Ecco dimostrato come, in un sistema economico-finanziario globale, una politica dalle corte visioni, senza coraggio, senza alcun senso di responsabilità e spirito di sacrifico venga rifiutata e condannata dal mondo intero.

Il monito implicito alla classe politica e burocratica (dirigente, ma non diligente) italiana appare evidente:

questo mondo contemporaneo in piena crisi non accetta deficienze, non tollera inettitudini, non sopporta incapacità.

Questo mondo globalizzato impone il dovere d’essere intolleranti, intransigenti, inflessibili, come ho già avuto modo di affermare e di approfondire in un post di questo stesso blog.

La scarsa capacità intellettiva, di razionalità, di fantasia, di ragionevolezza, di responsabilità, di sacrificio, di attaccamento alle istituzioni e non ai suoi simboli del potere (poltrone & privilegi) delle classi dirigenti italiane, di destra o di sinistra, politiche o sindacali, burocratiche o corporative, espone l’intero paese ad un elevatissimo rischio default.

Inoltre, comparando la differenza di potenzialità economica e di capacità finanziaria fra italia e grecia, occorre comprendere che, se uno starnuto greco ha messo in panne l’intero establishment finanziario globale, un eventuale identico starnuto politico italiano, in proporzione (l’intero PIL greco è decine di volte meno importante del PIL della sola provincia di Vicenza), porterebbe sicuramente ad un crollo della intera euro zona, sia politica che economica e finanziaria, e condurrebbe l’italia verso il più profondo, buio, freddo e miserabile baratro nero della storia della sua pur breve vita comunitaria, affatto identitaria ed unitaria, peraltro.

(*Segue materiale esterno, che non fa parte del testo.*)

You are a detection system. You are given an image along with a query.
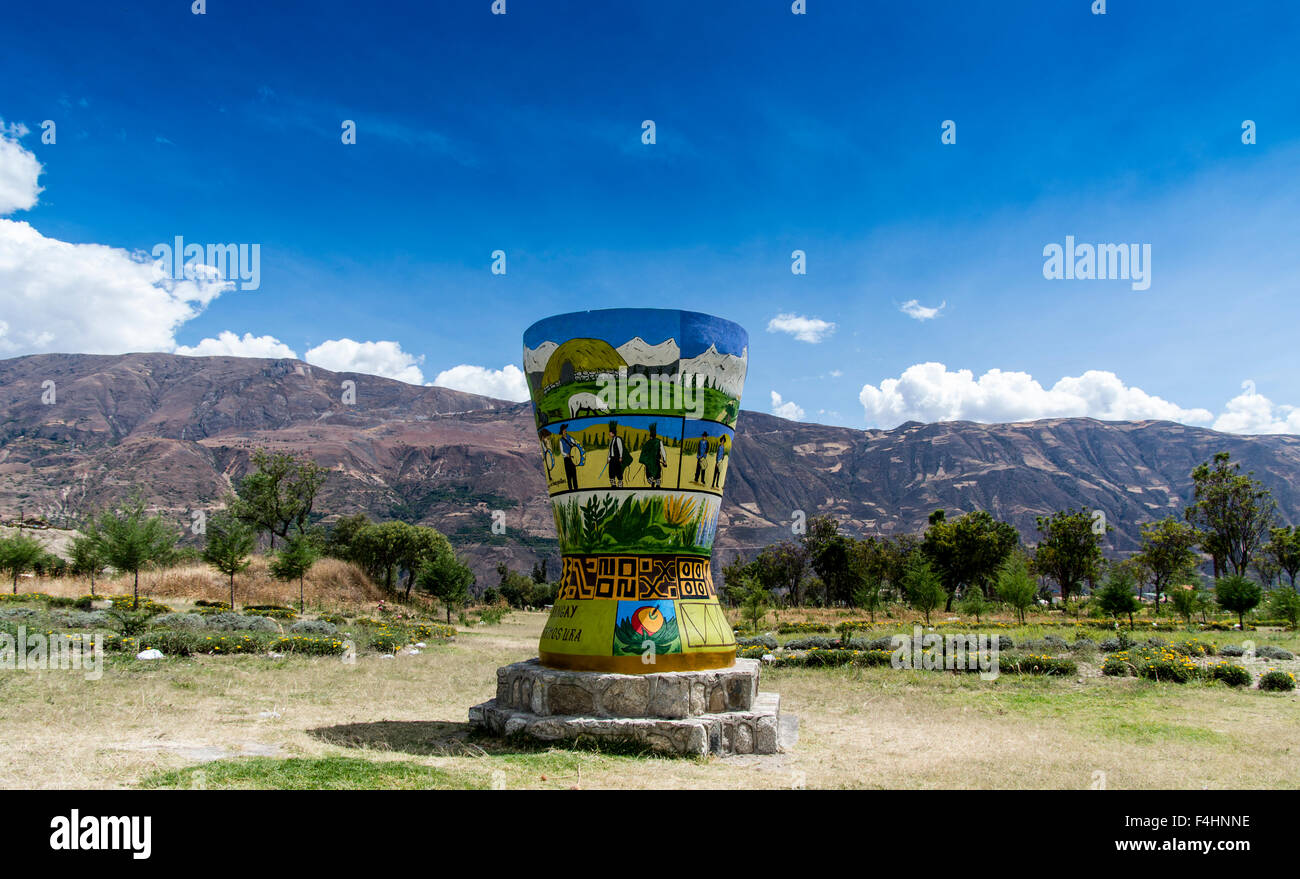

Sono certo che un simile ragionamento non provochi alcun mutamento dell’indirizzo politico italiano, troppo ignorante, arrogante e presuntuoso per poter anche solo comprendere lontanamente l’elevato rischio cui si espone il paese ogniqualvolta si commette un errore di governo:

è una questione di sensibilità e di equilibrio, qualità sconosciute alla classe dirigente italiana.

Così, nonostante lo starnuto greco possa insegnare qualcosa, alla casta politico-burocratico-partitocratico-sindacalista italiana, tutto questo potrà apparire come insignificante, privo di senso e di peso.

Sia pure emerga sempre più forte e condiviso un sentimento comune ed un pensiero unico che indichi come ad essere totalmente prive di peso e di senso, siano proprio le classi dirigenti italiane, dimostratesi in troppe occasioni eccessivamente egoiste, profondamente idiote, assolutamente incapaci di governare.

Con buona pace dei no-global, per una volta almeno posti sulla stessa barricata della casta politica italiana.

Una barricata costruita sull’argilla ed eretta con materiale umano troppo debole.

Una barricata destinata a crollare al minimo errore politico.